After treatment by aerobic systems, MWW typically exhibits a reduced organic load but maintains high nutrient concentrations. Conversely, anaerobically treated MWW may present different nutrient profiles, with specific processes possibly increasing the nutrient content of the effluent. Regardless of these distinctions, both postaerobic and postanaerobic effluents, due to their nutrient richness, are apt for microalgae treatment, acting as effective subsequent treatment options [7].
In work by Marchello et al. [8], the potential for microalgae growth in the effluent after anaerobic treatment and its effect on Coliforms bacteria was evaluated.

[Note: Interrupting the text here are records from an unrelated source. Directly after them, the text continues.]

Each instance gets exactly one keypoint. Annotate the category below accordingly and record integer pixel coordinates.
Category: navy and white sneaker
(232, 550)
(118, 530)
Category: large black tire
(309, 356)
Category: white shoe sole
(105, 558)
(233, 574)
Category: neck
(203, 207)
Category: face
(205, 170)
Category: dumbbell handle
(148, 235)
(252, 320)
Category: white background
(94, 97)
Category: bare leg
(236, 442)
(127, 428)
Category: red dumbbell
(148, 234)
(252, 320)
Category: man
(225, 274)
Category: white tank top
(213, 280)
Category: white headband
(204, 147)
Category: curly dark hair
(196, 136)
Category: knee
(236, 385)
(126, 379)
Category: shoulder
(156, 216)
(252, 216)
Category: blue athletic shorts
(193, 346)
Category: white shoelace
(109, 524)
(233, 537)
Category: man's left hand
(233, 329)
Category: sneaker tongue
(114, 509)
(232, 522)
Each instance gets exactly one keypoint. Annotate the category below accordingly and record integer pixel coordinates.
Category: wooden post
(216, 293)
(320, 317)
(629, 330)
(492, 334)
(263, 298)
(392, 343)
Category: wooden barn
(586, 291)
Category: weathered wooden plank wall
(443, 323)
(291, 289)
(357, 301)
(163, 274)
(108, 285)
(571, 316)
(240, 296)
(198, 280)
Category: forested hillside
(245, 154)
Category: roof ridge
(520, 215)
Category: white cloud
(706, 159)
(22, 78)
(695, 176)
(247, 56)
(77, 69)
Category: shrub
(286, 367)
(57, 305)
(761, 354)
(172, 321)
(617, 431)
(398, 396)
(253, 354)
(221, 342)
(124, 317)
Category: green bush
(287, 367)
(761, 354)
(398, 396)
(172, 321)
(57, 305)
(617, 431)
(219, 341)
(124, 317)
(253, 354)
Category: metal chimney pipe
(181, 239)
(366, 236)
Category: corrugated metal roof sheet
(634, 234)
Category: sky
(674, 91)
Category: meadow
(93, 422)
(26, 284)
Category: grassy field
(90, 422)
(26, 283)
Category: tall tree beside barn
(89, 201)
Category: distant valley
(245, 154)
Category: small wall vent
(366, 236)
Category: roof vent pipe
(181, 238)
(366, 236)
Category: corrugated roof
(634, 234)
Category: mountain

The study showed increased treatment efficiency when aeration was added to the medium, showing a 4-log reduction in colony-forming units for total Coliforms and E. coli.
According to Slompo et al. [9], the use of microalgae to treat blackwater after anaerobic treatment in an up-flow anaerobic sludge blanket (UASB) reactor showed a removal log of 0.76 log for total Coliforms and 2.73 log for E. coli, representing an efficiency of 68.8% and 99.8%, respectively.
In the study conducted by Ruas et al. [10], the removal of pathogens, including Pseudomonas aeruginosa, E. coli, and Enterococcus faecalis, was assessed using a microalgae–bacteria consortium. The study considered multiple factors, such as the microalgae Chlorella vulgaris, activated sludge, aeration, CO2 supplementation, photoperiod, and the type of system (open and closed).
The findings revealed that the consortium significantly increased the removal of pathogens, exceeding 50%, and the removal efficiency reached an impressive 99.4% with the addition of aeration. Notably, the 24:0 photoperiod, characterized by a lack of solar radiation during the dark period, did not effectively remove P. aeruginosa and E. coli. This observation underscores the crucial role of solar radiation in promoting photosynthesis, which is essential for the microalgae’s metabolic activity. Enhanced photosynthesis, driven by solar radiation, likely contributes to the microalgae’s ability to generate oxygen and degrade organic matter, leading to improved pathogen removal in the presence of light.
Gutiérrez-Alfaro et al. [11] conducted a study to evaluate the ability to remove E. coli, Enterococcus sp., and Clostridium perfringens from different secondary processes and the behavior of these pathogens in solar disinfection. It was concluded that solar radiation significantly increased the removal of these pathogens in the effluent after secondary treatment (removal of 2.9 log of E. coli). It can thus be inferred that the application of treatment with microalgae using the appropriate photoperiod has a high potential for MWW treatment and disinfection [11]. Microalgae-based MWW treatment generates valuable byproducts that can be effectively repurposed. The microalgae biomass produced during treatment holds great potential as an agricultural fertilizer, enriching and rejuvenating depleted soils [12]. Additionally, after undergoing the microalgae-based treatment, the treated effluent is a water resource that can be safely reused for various nonpotable purposes [13]. This includes less restrictive activities where the stringent quality standards required for drinking water are unnecessary, offering an ecofriendly and sustainable approach to wastewater management.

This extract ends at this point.